I'm using Kafka to send a file with 3 columns using Spark streaming 1.3 to insert into HBase. This is how my HBase looks like :
ROW COLUMN+CELL
zone:bizert column=travail:call, timestamp=1491836364921, value=contact:numero
zone:jendouba column=travail:Big data, timestamp=1491835836290, value=contact:email
zone:tunis column=travail:info, timestamp=1491835897342, value=contact:num
3 row(s) in 0.4200 seconds
And this is how I read data with spark streaming, I'm using spark-shell
:
import org.apache.spark.streaming.{ Seconds, StreamingContext }
import org.apache.spark.streaming.kafka.KafkaUtils
import kafka.serializer.StringDecoder
val ssc = new StreamingContext(sc, Seconds(10))
val topicSet = Set ("zed")
val kafkaParams = Map[String, String]("metadata.broker.list" -> "xx.xx.xxx.xx:9092")

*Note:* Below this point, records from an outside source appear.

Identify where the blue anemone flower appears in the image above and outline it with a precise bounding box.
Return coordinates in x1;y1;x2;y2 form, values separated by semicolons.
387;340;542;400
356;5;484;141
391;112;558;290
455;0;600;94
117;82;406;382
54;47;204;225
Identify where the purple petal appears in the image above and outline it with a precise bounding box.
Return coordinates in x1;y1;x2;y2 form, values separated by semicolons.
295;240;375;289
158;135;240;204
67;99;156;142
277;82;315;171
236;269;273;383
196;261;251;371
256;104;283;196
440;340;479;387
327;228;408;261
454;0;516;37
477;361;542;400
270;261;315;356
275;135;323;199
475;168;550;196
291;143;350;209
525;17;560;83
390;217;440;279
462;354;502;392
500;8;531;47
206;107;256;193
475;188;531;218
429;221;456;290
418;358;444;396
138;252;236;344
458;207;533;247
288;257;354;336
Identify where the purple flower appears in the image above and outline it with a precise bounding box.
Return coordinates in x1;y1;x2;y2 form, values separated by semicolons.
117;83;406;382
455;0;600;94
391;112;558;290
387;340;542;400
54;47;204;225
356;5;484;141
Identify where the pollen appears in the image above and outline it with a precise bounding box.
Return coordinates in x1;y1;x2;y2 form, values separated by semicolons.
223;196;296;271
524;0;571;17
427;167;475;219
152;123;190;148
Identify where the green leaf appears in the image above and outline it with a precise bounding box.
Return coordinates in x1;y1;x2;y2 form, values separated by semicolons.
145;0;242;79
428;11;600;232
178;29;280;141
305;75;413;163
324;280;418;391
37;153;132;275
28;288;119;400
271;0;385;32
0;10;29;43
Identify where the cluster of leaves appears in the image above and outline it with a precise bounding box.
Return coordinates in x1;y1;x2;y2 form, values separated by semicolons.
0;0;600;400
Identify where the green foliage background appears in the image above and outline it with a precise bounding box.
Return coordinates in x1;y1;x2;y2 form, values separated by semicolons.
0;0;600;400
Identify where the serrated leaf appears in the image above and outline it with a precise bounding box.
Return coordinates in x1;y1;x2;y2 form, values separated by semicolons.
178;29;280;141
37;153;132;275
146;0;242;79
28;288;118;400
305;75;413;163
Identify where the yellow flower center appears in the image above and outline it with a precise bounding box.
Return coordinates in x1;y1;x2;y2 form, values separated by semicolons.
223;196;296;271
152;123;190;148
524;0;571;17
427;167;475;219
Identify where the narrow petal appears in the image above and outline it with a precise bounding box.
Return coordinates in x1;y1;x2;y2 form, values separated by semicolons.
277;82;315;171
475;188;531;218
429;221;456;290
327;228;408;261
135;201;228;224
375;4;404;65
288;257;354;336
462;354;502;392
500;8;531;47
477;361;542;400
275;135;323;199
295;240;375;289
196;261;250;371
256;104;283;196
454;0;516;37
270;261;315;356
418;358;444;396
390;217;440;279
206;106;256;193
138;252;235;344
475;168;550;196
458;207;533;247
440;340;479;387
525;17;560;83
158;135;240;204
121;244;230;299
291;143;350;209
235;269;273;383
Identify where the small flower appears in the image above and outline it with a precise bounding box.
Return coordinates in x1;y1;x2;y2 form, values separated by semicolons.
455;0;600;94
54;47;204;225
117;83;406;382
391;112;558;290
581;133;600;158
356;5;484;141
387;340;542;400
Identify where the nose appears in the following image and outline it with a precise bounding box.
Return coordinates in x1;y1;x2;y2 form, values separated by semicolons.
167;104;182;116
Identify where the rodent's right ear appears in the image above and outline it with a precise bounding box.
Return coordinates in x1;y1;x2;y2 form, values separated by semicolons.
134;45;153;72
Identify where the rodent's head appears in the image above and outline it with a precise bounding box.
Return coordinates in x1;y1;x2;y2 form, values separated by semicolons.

val stream = KafkaUtils.createDirectStream[String, String, StringDecoder, StringDecoder](ssc, kafkaParams, topicSet)
lines.foreachRDD(rdd => { (!rdd.partitions.isEmpty)
lines.saveAsTextFiles("hdfs://xxxxx:8020/user/admin/zed/steams3/")
})
this code is working when I'm saving data into HDFS even it save many empty data to HDFS. before writing this question I was searching here and some other question like mine but I didn't get a good solution.
May you propose the best way to do this?. This is how my code look now
val sc = new SparkContext("local", "Hbase spark")
val tableName = "notz"
val conf = HBaseConfiguration.create()
conf.addResource(new Path("file:///opt/cloudera/parcels/CDH-5.4.7-1.cdh5.4.7.p0.3/etc/hbase/conf.dist/hbase-site.xml"))
conf.set(TableInputFormat.INPUT_TABLE, tableName)
val admin = new HBaseAdmin(conf)
lines.foreachRDD(rdd => { (!rdd.partitions.isEmpty)
if(!admin.isTableAvailable(tableName)) {
print("Creating GHbase Table")
val tableDesc = new HTableDescriptor(tableName)
tableDesc.addFamily(new HColumnDescriptor("zone"
.getBytes()))
admin.createTable(tableDesc)
}else{
print("Table already exists!!")
}
val myTable = new HTable(conf, tableName)
// i'm blocked here
})